Kevin has locked away his emotional experience so deeply he has been cut off from his most vulnerable self. In this episode, he finally sees his inability to take care of himself. He recaps his life on the football field alone using the narrative everyone gave him of a strong, dominant and self-reliant male, but adds in that he “tried so hard to be strong” and that he is in fact so weak he can’t go “four hours without a Vicodin.” We as a society have such difficulty seeing a male in pain we ignore it when it’s right in front of us. When Kevin accepts his award looking haggard and tired, he says he’s “not strong at all.” The audience does not listen; they are blinded by his celebrity, both past and present. Kevin grasps at all straws to cope, even falling back on another common tenet of toxic masculinity: misogyny. He decides to escape his pain by sleeping with a former classmate who had a crush on him, and ends up not only hurting her, but trying to use her prescription pad to get more powerful opioids. He has reached a point where he sees this toxic masculinity is not working for him anymore, but he has no idea what to put in its place. So, we see him break down and finally say aloud “I’m in pain out here… I need somebody to help me… I need help.” And as he’s experienced his whole life, no one is there to help him.

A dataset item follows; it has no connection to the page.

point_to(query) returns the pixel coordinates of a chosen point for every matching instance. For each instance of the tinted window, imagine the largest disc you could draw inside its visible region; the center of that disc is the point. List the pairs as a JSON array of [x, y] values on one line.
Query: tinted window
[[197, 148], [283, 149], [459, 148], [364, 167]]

Kevin has been tormenting himself with suppressing the grief from his father’s death. Maybe others will finally see this and give him the support he needs. Maybe he will begin to pull from other examples his father set for him – like when Jack sought help for his alcoholism and let his family see his shortcomings rather than being strong all the time. We must realize that teaching toxic masculinity to our boys is not only problematic for society; it is devastatingly toxic to their own well-being. 


Will Randall see his brother’s suffering and come to his rescue?

Did Jack’s younger brother give him the necklace in Vietnam before he died?